‎Demikian disampaikan pelaksana tugas (Plt) Ketua KPK Taufiqurrahman Ruki saat ditemui di gedung DPR, Senayan, Jakarta (Senin, 29/6).
"Semua dikembalikan pembahasan anggaran antara pemerintah dengan DPR. Kalau pemerintah dan DPR sudah menyetujui, berapapun besarannya ya legal itu. Kita (KPK) nggak masuk dalam prosesnya‎ karena domainnya berbeda," kata Ruki.
Lebih lanjut, Ruki meminta agar dana aspirasi ini memiliki tata kelola yang baik, sehingga bisa meminimalisir potensi korupsi. Ia juga berpesan agar dana ini sepenuhnya digunakan untuk kemaslahatan masyarakat‎.
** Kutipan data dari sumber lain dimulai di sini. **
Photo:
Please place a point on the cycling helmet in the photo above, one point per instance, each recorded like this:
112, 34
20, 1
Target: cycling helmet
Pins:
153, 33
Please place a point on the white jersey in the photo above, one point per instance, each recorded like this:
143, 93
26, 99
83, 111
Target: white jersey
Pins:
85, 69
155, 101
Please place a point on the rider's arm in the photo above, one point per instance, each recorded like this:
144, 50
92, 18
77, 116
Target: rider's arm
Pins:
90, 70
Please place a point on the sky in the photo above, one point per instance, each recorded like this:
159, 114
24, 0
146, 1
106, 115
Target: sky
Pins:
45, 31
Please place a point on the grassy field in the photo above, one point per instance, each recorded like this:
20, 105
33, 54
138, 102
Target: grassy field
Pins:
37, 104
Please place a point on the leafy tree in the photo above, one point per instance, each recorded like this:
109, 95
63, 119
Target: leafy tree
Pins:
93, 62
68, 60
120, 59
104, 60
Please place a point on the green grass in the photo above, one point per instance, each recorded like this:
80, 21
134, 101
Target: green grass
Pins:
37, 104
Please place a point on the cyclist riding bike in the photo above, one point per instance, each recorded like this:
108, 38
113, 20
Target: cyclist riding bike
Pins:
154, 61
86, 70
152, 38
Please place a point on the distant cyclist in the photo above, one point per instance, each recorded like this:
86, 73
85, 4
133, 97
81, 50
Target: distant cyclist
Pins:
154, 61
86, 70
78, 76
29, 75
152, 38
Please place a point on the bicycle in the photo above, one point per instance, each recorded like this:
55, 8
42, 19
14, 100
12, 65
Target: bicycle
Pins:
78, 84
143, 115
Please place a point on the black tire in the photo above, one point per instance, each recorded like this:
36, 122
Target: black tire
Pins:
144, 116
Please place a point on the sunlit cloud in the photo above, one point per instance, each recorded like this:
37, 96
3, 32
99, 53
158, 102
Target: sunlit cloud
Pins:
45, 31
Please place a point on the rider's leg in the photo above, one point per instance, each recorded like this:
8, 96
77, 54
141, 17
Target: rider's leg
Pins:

"Kalau ini sudah diputuskan, yang saya minta juga diputuskan anggota DPR adalah tata kelolanya harus baik, jangan sampai ada proyek-proyek yang fiktif jangan sampai ada mengandung feed back. Tata kelola harus sesuai sistem pengelolaan keuangan negara yang transparan. Tapi yang paling penting yang bermanfaat bagi masyarakat," tandasnya.